How many parents does it take to change a lipid?  In some cases, it takes “three parents”.  Recent news in the British media has highlighted a debate about ethics in assisted conception.  The Human Fertilisation and Embryology Authority (HFEA) has initiated a consultation about the public response to what has been dubbed “3 parent IVF”.  This debate has been regarded as moot by informed scientists, as the “third parent” in this case provides no human DNA at all, but is a supply of healthy symbiotic organelles called mitochondria.  This procedure is thus equivalent to organ replacement, though it takes place at cellular level. This sort of intervention is well known as a serious undertaking, and begs the question of what sort of problems could require such an intervention. A surprising number are lipid-based.
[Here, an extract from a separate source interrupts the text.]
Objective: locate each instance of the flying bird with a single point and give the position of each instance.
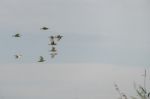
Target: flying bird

The lipid basis for mitochondrial disease has far-reaching physical and metabolomic consequences as, unlike most organelles, the correct chemical activity of a mitochondrion relies upon not one but two plasma-type membranes. When we also consider that mitochondria are the organelles that all terrestrial organisms rely upon for releasing chemical energy from glucose, their function is clearly of paramount importance. Thus a fault with one or both of these membranes in the handful of mitochondria in the ovum at conception may give rise to profound effects in the resulting individual.

One such condition is called Barth Syndrome [1]. In this condition it appears that both the fatty acid composition and the amount of cardiolipin are abnormal in the inner mitochondrial membrane. This can deform and even destroy the bi-layer, rendering the mitochondrion useless for its normal function. In practice, this means that muscular function is compromised, especially in cardiac tissue. There are also a number of immunological effects surrounding a low bodily population of neutrophils – the cells used for managing infection. The severity of the symptoms has led to the formation of a number of support groups, such as the Barth Syndrome Foundation*.

Barth syndrome is an X chromosome disorder and is thus more common in males than females, as males possess only one X chromosome. In order for a female to display the condition, her mother would have to be a carrier or display the condition, and her father would also have to display the condition. A mutation of the X chromosome leading to the condition is observable on a molecular level by abnormalities in tafazzin. Tafazzin is an enzyme called an acyltransferase, meaning it is capable of transferring a fatty acid residue from one hydroxyl group to another, including between two individual lipid species. Recent work by Schlame et al. [2], suggests that this enzyme lacks specificity of lipid substrate, but is influenced by the topology of the membrane. This may limit its activity to only very small portions of the membrane (perhaps less than 1%), though in systems where tafazzin is defective, the small areas in which the topology is undesirable for the organelle (and thus the cell) are not corrected. On a general (clinical) level, this means that chemical energy (glucose) is not converted to mechanical energy efficiently. Under normal circumstances, tafazzin helps manage the inner mitochondrial membrane in order that it maintains the correct topology and permeability.

There is also evidence that better-known conditions such as Myalgic Encephalitis (M.E., also known as chronic fatigue syndrome) and type II diabetes may be either directed or mediated by lipid damage or abnormality in mitochondria. Nicholson and Ellithorpe have presented evidence that the dietary application of fresh lipids and anti-oxidants to human patients with Myalgic Encephalitis reduces their symptoms; however it is not clear how these clinical trials were conducted. Perhaps more reliably, a comprehensive body of research now suggests that mitochondrial dysfunction is a factor in the insulin resistance that defines type II diabetes [3]. Notably type II diabetes is associated with older people, and so it is not until other factors that weaken mitochondrial function have had time to take hold, that symptoms associated with insulin resistance are observed. Thus, the occurrence of such conditions in the offspring of child-bearing age adults is not predictable without a comprehensive medical history. The direct female line of the potential offspring is especially important in this as this is the source of the mitochondria.

The fact that mitochondrial disease can be the result of both genetic and dietary problems should alert us to the global significance of this set of conditions. Undoubtedly a variety of approaches is needed to manage the problems involved, but we should be aware that individuals affected by such conditions may be preyed on for the sale of quack ‘cures’, if there are not readily-available and effective treatments that have been soundly tested in a clinical setting.

 

*This page is not intended as a scientific reference but for public/charitable bodies relevant to this condition.

References

[1] P.G. Barth, H.R. Scholte, J.A. Berden, J.M. Van Der Klei-Van Moorsel, I.E.M. Luyt-Houwen, E.Th. Van’T Veer-Korthof, J.J. Van Der Harten, M.A. Sobotka-Plojhar, Journal of the Neurological Sciences, 1983, 62, 327-355.

[2] M. Schlame, D. Acehan, B. Berno, Y. Xu, S. Valvo, M. Ren, D. L. Stokes, R. M. Epand, Nature Chemical Biology, 2012, 8, 862–869.

[3] J. Kim, Y. Wei and J. R. Sowers, Circulation Research, 2008, 102, 401-414.